Miércoles 8 de Abril de 2026

Gremiales | 08 de abril

La industria textil se desploma: actividad en mínimos históricos y más de 20 mil empleos perdidos

La industria textil argentina atraviesa uno de los momentos más críticos de su historia reciente. Según datos del sector, la actividad tocó su nivel más bajo desde que existen registros y ya se perdieron más de 20.000 puestos de trabajo desde fines de 2023, en el marco del actual modelo económico impulsado por el gobierno de Javier Milei.

De acuerdo al último informe de la Federación de Industrias Textiles Argentinas, en enero la producción del sector registró una caída interanual del 23,9%, muy por encima del retroceso promedio de la industria en general, que fue del 3,2%. Se trata del peor dato desde el inicio de la serie en 2016.

El deterioro no se limita a la producción. La utilización de la capacidad instalada también refleja la profundidad de la crisis: mientras el promedio industrial se ubicó en el 53,6%, el sector textil apenas alcanzó un 24%, marcando un piso histórico y evidenciando un fuerte aumento de la capacidad ociosa.

Empleo en retroceso constante

El impacto más sensible se verifica en el empleo. Los rubros vinculados —textil, confección, cuero y calzado— contabilizaban hacia diciembre de 2025 unos 100.000 trabajadores formales, lo que implica una pérdida de 12.000 puestos en apenas un año.

La tendencia, además, no muestra signos de recuperación. Desde febrero de 2024, el empleo en estas actividades registra caídas interanuales consecutivas, acumulando una destrucción de más de 20.000 puestos desde el inicio del actual ciclo económico.

Importaciones bajo la lupa

Otro de los factores que agravan el escenario es el crecimiento de importaciones a precios considerados irregulares por el sector empresario. Según FITA, más del 70% de los productos textiles ingresan al país con valores muy por debajo de los antecedentes históricos e incluso sin cubrir costos básicos de producción.

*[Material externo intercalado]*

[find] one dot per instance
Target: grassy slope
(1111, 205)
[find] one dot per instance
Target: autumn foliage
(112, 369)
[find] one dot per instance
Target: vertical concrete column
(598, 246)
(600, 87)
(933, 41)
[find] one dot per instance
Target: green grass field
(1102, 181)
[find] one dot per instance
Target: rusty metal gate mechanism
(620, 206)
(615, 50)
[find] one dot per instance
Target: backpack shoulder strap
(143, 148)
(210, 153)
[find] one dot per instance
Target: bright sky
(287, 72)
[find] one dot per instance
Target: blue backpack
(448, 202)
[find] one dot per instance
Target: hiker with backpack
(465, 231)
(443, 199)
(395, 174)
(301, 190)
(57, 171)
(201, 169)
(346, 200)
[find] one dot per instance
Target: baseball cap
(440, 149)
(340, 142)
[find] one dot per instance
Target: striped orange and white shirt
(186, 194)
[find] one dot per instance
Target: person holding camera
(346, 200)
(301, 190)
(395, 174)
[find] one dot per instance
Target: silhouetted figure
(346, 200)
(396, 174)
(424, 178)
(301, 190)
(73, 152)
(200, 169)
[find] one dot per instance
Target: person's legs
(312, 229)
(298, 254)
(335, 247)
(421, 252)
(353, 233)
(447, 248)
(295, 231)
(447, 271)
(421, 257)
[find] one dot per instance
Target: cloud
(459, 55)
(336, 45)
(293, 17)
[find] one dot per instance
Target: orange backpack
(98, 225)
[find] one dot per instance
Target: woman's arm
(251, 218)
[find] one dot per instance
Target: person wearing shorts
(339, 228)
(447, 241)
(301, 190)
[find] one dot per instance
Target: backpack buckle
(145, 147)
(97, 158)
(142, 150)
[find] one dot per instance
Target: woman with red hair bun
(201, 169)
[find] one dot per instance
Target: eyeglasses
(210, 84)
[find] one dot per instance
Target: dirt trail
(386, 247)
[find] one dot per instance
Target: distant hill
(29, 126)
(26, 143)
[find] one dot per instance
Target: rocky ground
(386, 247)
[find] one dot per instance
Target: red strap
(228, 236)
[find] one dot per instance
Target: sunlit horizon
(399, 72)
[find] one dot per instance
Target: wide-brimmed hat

Desde la entidad advierten que se detectaron casos extremos, como remeras importadas por menos de un centavo de dólar, toallas a valores inferiores a 30 centavos por kilo o jeans por debajo de un dólar. Para los industriales, estas prácticas generan una competencia desleal que golpea aún más a la producción nacional.

En ese contexto, la directora ejecutiva de la entidad, Celina Pena, reclamó la intervención del Estado para corregir estas distorsiones. Señaló que existen herramientas legales para evitar la subfacturación y remarcó la necesidad de aplicarlas para proteger el empleo, sostener el entramado productivo y garantizar condiciones equitativas de competencia.

Un sector en alerta

Con indicadores en caída, fábricas trabajando muy por debajo de su capacidad y una pérdida sostenida de puestos de trabajo, la industria textil se consolida como uno de los sectores más golpeados del actual contexto económico.

 

El escenario abre interrogantes sobre su sostenibilidad en el corto plazo y reaviva el debate sobre el impacto de la apertura comercial, el tipo de cambio y las políticas industriales en la producción nacional.